Die Briefbomber aus Italien

Die Briefbombe, die bei Swissnuclear in Olten explodiert ist, stammt aus anarchistischen Kreisen. Die Spur der Ermittler führt nach Italien – nicht zum ersten Mal nach einem Anschlag in der Schweiz.

Zerriss eine Tischplatte: Briefbombe der Federazione Anarchica Informale in Olten.

Zerriss eine Tischplatte: Briefbombe der Federazione Anarchica Informale in Olten.

(Bild: Keystone)

Die Informelle Anarchistische Föderation (FAI) soll bei dem Anschlag auf den Sitz von Swissnuclear eine entscheidende Rolle gespielt haben. Italienische Ermittler halten die FAI nicht für eine straff organisierte Gruppe, sondern für ein Sammelbecken verschiedener Teilgruppen. Die Anarchisten haben in der Vergangenheit die Verantwortung für zahlreiche Anschläge übernommen.

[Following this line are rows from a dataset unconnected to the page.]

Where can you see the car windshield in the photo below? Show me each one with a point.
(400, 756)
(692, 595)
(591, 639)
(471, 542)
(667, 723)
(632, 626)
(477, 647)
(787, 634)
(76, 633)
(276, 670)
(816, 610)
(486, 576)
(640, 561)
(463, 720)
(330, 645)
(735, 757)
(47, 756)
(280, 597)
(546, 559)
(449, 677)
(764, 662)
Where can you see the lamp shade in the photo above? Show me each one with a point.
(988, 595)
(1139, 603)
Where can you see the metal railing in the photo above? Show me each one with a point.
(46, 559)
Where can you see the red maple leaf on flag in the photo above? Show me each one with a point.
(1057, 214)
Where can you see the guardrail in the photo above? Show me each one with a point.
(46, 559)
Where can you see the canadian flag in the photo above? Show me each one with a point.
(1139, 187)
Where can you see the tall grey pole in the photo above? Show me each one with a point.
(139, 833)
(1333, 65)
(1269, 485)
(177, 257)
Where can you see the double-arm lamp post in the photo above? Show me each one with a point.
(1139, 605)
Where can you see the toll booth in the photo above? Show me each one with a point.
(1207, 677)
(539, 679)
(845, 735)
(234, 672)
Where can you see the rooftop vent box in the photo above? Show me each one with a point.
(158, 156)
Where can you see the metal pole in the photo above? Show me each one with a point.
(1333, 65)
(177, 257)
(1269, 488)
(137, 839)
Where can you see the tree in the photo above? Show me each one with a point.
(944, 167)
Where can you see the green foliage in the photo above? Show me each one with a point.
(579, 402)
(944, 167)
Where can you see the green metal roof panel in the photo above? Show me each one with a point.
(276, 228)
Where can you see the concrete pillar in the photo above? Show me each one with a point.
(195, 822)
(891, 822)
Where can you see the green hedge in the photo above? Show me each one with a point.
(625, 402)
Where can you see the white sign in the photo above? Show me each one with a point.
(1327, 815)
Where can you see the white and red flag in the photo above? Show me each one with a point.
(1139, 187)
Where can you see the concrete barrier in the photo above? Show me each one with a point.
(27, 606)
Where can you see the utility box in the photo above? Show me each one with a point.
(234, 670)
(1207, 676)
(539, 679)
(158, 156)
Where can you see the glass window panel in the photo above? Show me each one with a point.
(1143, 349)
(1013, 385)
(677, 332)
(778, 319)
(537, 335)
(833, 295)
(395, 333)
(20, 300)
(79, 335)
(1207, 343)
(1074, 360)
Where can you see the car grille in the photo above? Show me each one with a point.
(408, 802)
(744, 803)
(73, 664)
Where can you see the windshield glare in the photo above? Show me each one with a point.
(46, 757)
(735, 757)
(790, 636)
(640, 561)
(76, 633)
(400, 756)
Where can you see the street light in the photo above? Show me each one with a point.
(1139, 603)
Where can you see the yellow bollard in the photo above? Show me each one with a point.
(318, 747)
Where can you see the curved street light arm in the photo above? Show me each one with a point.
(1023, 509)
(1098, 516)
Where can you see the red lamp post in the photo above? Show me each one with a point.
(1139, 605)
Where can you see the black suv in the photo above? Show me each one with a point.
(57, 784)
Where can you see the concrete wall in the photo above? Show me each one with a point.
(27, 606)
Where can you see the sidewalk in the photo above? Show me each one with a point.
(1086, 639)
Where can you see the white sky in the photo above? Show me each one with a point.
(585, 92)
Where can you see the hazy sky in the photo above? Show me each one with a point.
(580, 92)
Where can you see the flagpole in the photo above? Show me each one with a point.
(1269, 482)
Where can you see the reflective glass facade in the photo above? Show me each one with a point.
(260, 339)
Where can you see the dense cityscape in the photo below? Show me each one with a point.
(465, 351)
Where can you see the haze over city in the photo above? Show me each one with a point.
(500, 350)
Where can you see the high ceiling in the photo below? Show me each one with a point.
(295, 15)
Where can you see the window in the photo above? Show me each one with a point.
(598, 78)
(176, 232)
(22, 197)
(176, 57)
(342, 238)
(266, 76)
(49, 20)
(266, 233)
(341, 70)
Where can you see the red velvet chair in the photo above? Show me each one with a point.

Erstmals wurde die FAI am 21. Dezember 2003 einer breiten Öffentlichkeit bekannt. Damals explodierten im italienischen Bologna zwei Bomben in Müllcontainern, die unweit des Hauses des damaligen EU-Kommissionspräsidenten Romano Prodi standen. Sechs Tage später erhielt Prodi ein Paket, das beim Öffnen in Flammen aufging, ihn aber nicht verletzte.

Darauf gingen mehrere Pakete an Vertreter des Europaparlaments und anderer EU-Institutionen wie die Europäische Zentralbank (EZB) und die Polizeiorganisation Europol. In einem einigen Päckchen beigelegten Traktat wurde unter dem Aktionsnamen «Operation Weihnachtsmann» der Kapitalismus kritisiert und mehr internationale Solidarität gefordert.

Anschlag auf Botschaft

In den folgenden drei Jahren setzte die FAI ihre Anschlagsserie in Italien fort, ohne dass es Opfer gab. Ziele waren unter anderem Polizeikommissariate, Carabinieri-Kasernen und Auffangzentren für Einwanderer. Im Dezember 2009 folgte ein Anschlag der FAI gegen eine Universität in Mailand. Im März 2010 explodierte ein Paket in einer Postverteilungsstelle in Mailand.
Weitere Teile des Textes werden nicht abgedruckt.